Amrita Bharati (b.1939) is one of the most gifted and prolific female poets of her generation: she has written seven books of poetry and a volume of prose. Yet her name has no currency in Hindi poetic circles, or in western scholarship: there are no studies of her poetry and some of her collections are out of print.

This sentencing to silence seems astounding to anyone who has encountered Amrita Bharati’s unique poetic world. Her poetry is a witness to a complex spiritual journey which takes her from a land of intense existential angst, agony and anger to a refuge of serenity where ‘the mind stops’ and the anguished protagonist finds herself and ‘Him’. The visionary power of her poetry is all the more astounding as she treads totally new ground. Unlike her main predecessor – Mahadevi Verma – whose poetic “I” is a stylised, idealised image of the eternal woman in love, a product of the poet’s imagination rather than a reflection of her experience – Amrita Bharati has the “courage to probe into [the] inner world, and to make it public property”.

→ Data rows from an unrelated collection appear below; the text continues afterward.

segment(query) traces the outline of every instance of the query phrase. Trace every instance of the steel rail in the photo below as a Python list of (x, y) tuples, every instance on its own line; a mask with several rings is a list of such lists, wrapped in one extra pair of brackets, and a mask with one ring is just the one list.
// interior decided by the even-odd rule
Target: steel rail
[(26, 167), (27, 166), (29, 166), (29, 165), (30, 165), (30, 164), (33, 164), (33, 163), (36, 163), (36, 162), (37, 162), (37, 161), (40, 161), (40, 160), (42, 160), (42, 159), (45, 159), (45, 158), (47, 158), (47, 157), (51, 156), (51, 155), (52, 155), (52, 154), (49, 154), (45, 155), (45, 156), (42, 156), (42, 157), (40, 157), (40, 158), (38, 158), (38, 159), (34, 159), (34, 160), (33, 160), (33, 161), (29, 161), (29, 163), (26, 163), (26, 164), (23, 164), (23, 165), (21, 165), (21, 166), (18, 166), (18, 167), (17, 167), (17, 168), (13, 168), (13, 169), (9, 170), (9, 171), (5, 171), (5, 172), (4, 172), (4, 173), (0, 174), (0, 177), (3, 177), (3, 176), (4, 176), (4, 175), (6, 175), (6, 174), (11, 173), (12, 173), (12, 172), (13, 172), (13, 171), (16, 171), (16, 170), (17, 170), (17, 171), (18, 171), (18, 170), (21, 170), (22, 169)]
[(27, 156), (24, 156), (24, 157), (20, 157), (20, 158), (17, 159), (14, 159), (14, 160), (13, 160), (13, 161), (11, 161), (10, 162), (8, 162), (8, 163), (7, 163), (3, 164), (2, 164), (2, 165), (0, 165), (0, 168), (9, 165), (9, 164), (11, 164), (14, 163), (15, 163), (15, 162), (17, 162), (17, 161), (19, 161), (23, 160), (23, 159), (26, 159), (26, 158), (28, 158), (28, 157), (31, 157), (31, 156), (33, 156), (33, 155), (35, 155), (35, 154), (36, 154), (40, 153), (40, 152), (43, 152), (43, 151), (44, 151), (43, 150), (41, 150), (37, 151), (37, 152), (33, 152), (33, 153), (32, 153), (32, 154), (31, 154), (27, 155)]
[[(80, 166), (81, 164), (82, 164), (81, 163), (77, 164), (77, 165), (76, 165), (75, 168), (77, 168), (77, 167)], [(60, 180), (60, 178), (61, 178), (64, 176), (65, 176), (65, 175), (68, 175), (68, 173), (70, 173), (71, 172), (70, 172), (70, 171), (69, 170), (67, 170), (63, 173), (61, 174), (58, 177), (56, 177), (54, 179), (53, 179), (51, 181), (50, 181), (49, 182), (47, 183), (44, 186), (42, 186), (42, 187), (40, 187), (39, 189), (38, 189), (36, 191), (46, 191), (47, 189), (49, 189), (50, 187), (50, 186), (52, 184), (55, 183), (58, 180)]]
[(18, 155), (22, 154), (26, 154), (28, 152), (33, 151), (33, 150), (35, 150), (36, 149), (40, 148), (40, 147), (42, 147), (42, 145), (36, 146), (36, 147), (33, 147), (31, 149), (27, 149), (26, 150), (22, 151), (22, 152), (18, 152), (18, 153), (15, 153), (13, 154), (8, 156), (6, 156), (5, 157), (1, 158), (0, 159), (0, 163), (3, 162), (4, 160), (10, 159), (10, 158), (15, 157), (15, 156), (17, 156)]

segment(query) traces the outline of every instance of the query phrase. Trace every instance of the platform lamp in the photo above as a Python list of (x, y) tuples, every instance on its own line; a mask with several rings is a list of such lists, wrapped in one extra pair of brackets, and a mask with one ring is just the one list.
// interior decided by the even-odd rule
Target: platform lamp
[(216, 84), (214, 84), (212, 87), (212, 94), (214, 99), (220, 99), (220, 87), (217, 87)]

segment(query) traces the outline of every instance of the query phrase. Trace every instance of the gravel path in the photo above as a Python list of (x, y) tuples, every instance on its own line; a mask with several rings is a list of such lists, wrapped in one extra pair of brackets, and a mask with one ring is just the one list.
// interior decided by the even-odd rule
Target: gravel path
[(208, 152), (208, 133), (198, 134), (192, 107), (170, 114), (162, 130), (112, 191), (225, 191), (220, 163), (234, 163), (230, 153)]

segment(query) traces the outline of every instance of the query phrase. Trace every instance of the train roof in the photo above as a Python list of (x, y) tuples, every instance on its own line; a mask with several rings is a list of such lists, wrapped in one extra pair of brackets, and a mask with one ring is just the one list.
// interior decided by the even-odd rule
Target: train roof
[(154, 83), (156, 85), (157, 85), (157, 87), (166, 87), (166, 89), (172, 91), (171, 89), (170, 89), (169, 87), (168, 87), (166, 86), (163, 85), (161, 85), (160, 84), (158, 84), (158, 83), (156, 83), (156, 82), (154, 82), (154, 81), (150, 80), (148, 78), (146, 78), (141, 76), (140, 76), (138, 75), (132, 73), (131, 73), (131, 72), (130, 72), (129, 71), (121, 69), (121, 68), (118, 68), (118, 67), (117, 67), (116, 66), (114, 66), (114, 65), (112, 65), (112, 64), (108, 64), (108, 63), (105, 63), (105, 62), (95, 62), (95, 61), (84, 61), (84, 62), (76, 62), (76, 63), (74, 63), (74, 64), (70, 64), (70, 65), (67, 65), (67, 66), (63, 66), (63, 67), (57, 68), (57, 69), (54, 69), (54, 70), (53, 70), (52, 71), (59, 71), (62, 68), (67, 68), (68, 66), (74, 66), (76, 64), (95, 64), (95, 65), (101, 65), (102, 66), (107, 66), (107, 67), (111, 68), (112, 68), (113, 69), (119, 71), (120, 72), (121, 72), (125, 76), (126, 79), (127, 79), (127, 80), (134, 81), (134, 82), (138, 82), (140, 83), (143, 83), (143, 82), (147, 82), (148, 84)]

Amrita Bharati’s poetry is undoubtedly informed by her studies of Sanskrit (she did an MA and a PhD in Sanskrit at Benares Hindu University) and her intimate knowledge of Sri Aurobindo’s work (she has translated several of his poems in Hindi). Her poems contain numerous references to Vedantic ideas, Tantric images and Krishna bhakti.

The critic Nirmal Verma said of her, ‘Amrita Bharati is probably the most alone signature on the slate of contemporary Hindi poetry. Alone and unique.’